LGBT activists in Georgia canceled a planned pride march after opponents attacked activists and journalists and the government and church spoke out against the event.
Hundreds of violent counter-demonstrators took to the streets of Tbilisi against the pride march scheduled for the evening.
At least 15 journalists were attacked by mobs in different locations, including two RFE / RL reporters, while covering the Tbilisi Pride events.
Videos showed anti-LGBT groups waving Georgian flags scaling the Tbilisi pride headquarters, tearing up the city’s pride flags and ransacking the office.
In a statement announcing the cancellation of the march, the Pride of Tbilisi accused the government and the church of emboldening a “huge wave of hatred” against the lesbian, gay, bisexual and transgender (LGBT) community and of failing to not protect the rights of citizens.
Earlier on July 5, Prime Minister Irakli Garibashvili said it was inappropriate to hold a pride march, arguing that it would create a confrontation and was “unacceptable to a large part of Georgian society”.

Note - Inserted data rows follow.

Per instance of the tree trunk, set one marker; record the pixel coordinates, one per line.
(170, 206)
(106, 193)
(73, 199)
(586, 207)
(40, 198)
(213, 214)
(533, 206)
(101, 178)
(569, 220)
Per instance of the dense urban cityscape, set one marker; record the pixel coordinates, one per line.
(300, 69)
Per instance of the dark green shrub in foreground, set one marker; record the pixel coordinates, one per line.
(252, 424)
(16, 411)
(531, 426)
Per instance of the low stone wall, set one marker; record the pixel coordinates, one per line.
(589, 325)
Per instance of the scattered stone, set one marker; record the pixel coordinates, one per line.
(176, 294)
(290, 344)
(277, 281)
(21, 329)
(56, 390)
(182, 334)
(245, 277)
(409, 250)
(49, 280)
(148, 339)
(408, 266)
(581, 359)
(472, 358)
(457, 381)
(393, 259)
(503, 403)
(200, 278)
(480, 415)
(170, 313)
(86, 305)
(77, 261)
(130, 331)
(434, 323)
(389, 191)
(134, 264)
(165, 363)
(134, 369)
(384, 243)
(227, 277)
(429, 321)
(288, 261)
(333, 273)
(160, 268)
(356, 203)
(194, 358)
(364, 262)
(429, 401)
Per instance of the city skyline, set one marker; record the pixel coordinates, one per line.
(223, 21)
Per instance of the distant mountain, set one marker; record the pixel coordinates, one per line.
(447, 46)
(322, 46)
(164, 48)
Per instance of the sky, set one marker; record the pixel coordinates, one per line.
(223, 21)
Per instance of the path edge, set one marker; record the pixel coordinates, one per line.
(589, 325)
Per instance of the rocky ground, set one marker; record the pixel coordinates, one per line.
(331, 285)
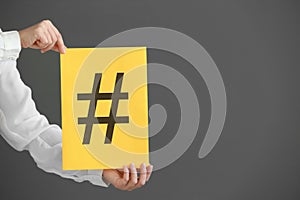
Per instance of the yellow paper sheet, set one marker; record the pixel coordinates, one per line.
(104, 107)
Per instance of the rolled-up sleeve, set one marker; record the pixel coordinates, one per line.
(22, 126)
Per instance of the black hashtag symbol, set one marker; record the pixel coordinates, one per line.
(90, 120)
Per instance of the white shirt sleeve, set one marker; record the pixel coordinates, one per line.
(22, 126)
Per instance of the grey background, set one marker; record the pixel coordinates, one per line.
(256, 46)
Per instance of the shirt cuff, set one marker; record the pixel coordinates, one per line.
(10, 45)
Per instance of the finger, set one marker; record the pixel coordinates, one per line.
(125, 173)
(60, 42)
(53, 37)
(143, 175)
(149, 169)
(45, 41)
(133, 177)
(42, 41)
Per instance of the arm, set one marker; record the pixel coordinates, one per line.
(22, 126)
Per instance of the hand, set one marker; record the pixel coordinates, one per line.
(43, 36)
(127, 179)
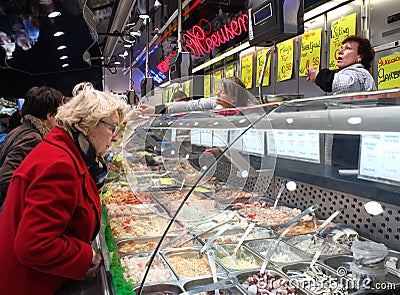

He also claimed that the “radical opposition” led by the United National Movement of exiled ex-president Mikheil Saakashvili was behind the march and sought to create “unrest”.
The Georgian Orthodox Church also called on its supporters to rally against the pride march. Videos of the crowds showed priests joining the protests.
Tbilisi pride organizers said that even if they could not go out “on a street full of violence” supported by the government and the church, they would continue to defend LGBT rights.
“We would like to make it clear to the supporters that the fight for dignity will continue, it is an indispensable process which, despite the hate groups, the Patriarchate and the resistance of the government, will not stop,” they said.
Condemning the violence, US and EU diplomatic missions in Georgia, as well as embassies from 16 other countries, issued a joint statement calling on the Georgian government to protect the constitutional right of citizens to assemble peacefully.
“We condemn today’s violent attacks on civic activists, community members and journalists, as well as the failure of government leaders and religious leaders to condemn this violence,” the joint statement said.
Rights groups have also condemned the violence and accused the government of supporting hate groups.
“Violent far-right crowds backed by the Church and emboldened by Prime Minister @GharibashviliGe’s incredibly irresponsible statement gathered in central Tbilisi to prevent the Pride March, attack journalists and enter the Pride office, ”wrote Giorgi Gogia, associate director for Europe and Central Asia at Human Rights Watch.